Missouri State President takes some blame off Bobby Petrino for football's low APR

Wyatt D. Wheeler
Springfield News-Leader

Missouri State President Clif Smart said he is disappointed in the football program's low Academic Progress Rate that has the team possibly facing a postseason ban in 2024 if it doesn't improve.

However, Smart is not one who will point the blame at Bobby Petrino, the former head coach who was in charge during the years that has the Bears on the brink of facing NCAA sanctions.

In fact, Smart pointed some of the blame at himself and those in charge around him.

"I think he came into a situation where he didn't have players that could win," Smart said. "I don't care how good of a coach you are, if you don't have players, you can't win. I think we could have supported him better through some of that and put some constraints on him."

New Missouri State University Head Football Coach Bobby Petrino, left, sits with university President Clif Smart during a press conference at JQH Arena on Thursday, Jan. 16, 2020.

Missouri State currently has a multiyear score of 927 which is under the NCAA's required score of 930 to be eligible for postseason play. Penalties, however, have been delayed for several years in response to the COVID-19 pandemic and the introduction of the transfer portal. Penalties will return and be issued in spring 2024.

Athletics Director Kyle Moats recently said the school hopes it will receive relief or there will be adjustments to the Academic Progress Rate (APR) rules in response to the pandemic and transfer portal.

The drop in the Bears' APR is due to its lack of retention, not its GPA, which followed a major roster overhaul when Petrino was first hired and took over a team that went 1-10 the year before.

Petrino did not have a poor history of APR scores prior to being hired at Missouri State. He had multiple individual seasons that fell below the 930 mark but the APR takes into account a four-year average. His two announced single-year APRs at Missouri State were 908 and 899.

Missouri State Bears head coach Bobby Petrino leads the Bears as they take on the UT Martin Skyhawks at Plaster Stadium on Thursday, Sept. 8, 2022.

APR is a measure the NCAA calculates with the following:

"Each student-athlete receiving athletically related financial aid earns one point for staying in school and one point for being academically eligible.

"A team’s total points are divided by points possible and then multiplied by 1,000 to equal the team’s Academic Progress Rate."

Petrino departed the Missouri State football program following his third season as head coach to take an offensive coordinator position at UNLV before taking the same position at Texas A&M a few weeks later.
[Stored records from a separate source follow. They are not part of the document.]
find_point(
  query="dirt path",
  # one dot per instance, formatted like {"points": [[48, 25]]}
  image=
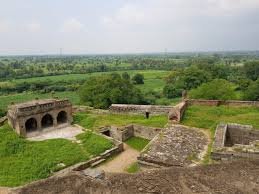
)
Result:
{"points": [[121, 161]]}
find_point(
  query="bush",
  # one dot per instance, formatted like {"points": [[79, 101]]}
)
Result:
{"points": [[218, 89], [252, 92], [171, 91], [138, 79]]}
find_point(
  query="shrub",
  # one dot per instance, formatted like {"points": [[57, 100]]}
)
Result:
{"points": [[218, 89], [138, 79]]}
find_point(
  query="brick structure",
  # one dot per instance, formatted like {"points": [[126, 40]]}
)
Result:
{"points": [[234, 141], [31, 118]]}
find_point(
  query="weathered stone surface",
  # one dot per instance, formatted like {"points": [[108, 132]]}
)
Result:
{"points": [[175, 146], [227, 178], [235, 141], [30, 118]]}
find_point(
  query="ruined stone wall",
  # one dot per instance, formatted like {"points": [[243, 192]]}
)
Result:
{"points": [[146, 132], [124, 133], [139, 109], [2, 120], [177, 112], [234, 141], [222, 102], [241, 134]]}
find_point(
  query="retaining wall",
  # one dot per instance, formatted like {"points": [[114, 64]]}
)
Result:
{"points": [[2, 120], [223, 102], [140, 109], [124, 133]]}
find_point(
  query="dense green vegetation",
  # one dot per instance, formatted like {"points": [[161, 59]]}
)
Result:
{"points": [[152, 87], [218, 89], [208, 117], [95, 121], [102, 91], [23, 161], [137, 143]]}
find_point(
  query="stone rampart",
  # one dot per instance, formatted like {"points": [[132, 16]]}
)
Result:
{"points": [[139, 109], [223, 102]]}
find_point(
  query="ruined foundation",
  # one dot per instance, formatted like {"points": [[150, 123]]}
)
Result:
{"points": [[234, 141]]}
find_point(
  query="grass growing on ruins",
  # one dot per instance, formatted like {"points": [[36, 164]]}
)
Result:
{"points": [[209, 117], [23, 161], [95, 121], [133, 168], [137, 143], [97, 142]]}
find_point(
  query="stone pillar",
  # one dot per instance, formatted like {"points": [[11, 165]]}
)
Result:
{"points": [[55, 122]]}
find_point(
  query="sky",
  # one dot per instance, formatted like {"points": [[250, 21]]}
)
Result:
{"points": [[127, 26]]}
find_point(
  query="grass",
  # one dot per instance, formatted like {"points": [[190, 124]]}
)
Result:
{"points": [[137, 143], [95, 121], [209, 117], [23, 161], [154, 81], [133, 168]]}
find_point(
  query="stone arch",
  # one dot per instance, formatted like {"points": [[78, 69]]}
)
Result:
{"points": [[47, 121], [31, 125], [62, 117]]}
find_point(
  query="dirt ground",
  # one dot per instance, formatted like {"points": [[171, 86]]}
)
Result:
{"points": [[121, 161]]}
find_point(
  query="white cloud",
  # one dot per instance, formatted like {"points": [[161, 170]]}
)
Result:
{"points": [[33, 27], [4, 26], [157, 11], [72, 25]]}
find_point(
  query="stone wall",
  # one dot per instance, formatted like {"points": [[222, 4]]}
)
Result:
{"points": [[222, 102], [2, 120], [146, 132], [124, 133], [139, 109], [234, 141], [177, 112]]}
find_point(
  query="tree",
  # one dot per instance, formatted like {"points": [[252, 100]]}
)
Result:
{"points": [[125, 76], [251, 70], [102, 91], [218, 89], [138, 79], [252, 92]]}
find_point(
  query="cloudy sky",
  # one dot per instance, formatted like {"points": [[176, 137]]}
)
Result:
{"points": [[127, 26]]}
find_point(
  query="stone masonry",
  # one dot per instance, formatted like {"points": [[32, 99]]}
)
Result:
{"points": [[30, 118], [234, 141]]}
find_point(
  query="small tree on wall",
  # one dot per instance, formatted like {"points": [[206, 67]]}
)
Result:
{"points": [[138, 79]]}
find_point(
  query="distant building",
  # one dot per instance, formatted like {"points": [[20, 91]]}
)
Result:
{"points": [[31, 118]]}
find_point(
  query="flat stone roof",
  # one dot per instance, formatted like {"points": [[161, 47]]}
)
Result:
{"points": [[35, 102], [177, 145]]}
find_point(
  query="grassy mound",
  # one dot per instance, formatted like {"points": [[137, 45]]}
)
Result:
{"points": [[209, 117]]}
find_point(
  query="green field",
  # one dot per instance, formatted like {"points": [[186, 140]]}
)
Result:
{"points": [[154, 81], [209, 117], [23, 161], [137, 143], [95, 121], [148, 74]]}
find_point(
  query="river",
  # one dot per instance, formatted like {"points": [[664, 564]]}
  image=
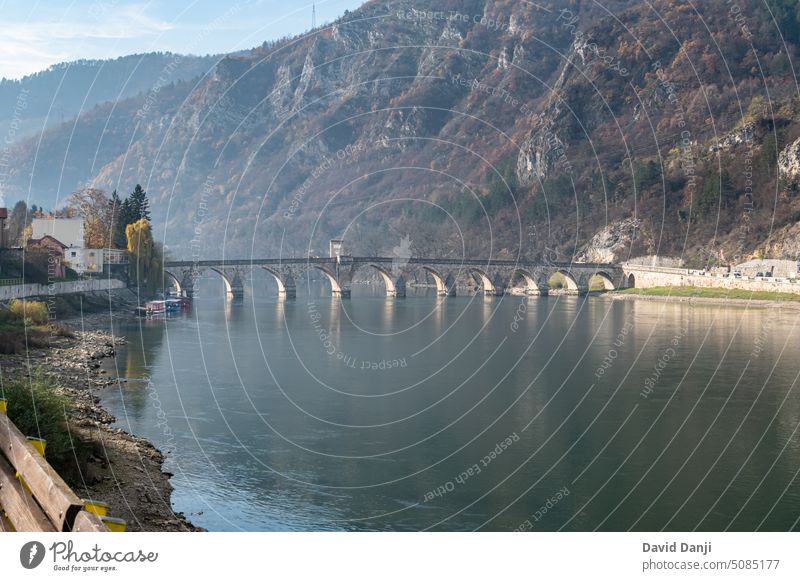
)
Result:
{"points": [[464, 413]]}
Ryan Beard, his son-in-law, was promoted to head coach and retained the majority of the staff and the eligible roster from the 2023 season.

Missouri State Bears head coach Bobby Petrino during the bears win on the Western Illinois Leathernecks at Plaster Stadium on Saturday, Oct. 29, 2022.

"Bobby Petrino is a hard coach to manage, he's a great coach and became a friend and I don't mean that as criticism," Smart said. "He's just driven to win. If we need a player, he's is going to figure out how to get that player, within the rules, to win. A lot of these graduate transfer players came and played a year and left and didn't make progress on their degree and that hurts your APR numbers. We'll have less of that."

Among the strategies Smart believes the Bears will start taking is recruiting players who will be committed to the university for four-to-five years along with taking players from junior colleges who are typically at the school for multiple years.

Smart pointed out the number of local athletes who will play at Missouri State this season as those who are more likely to stay with the team. The school added five scholarship players and a handful of preferred walk-ons from the region.

Smart doesn't believe the number will be a problem in the future.

"That's a disappointing number," Smart said. "Coach Petrino had to do things to get players here, to get started. Unfortunately, many of those players didn't make academic progress and now we have to manage that. We needed that 'hey, we can win, we can be competitive' and now we've gotta make sure we're giving athletes a chance to get that credential and I think we'll see Ryan start recruiting more locally."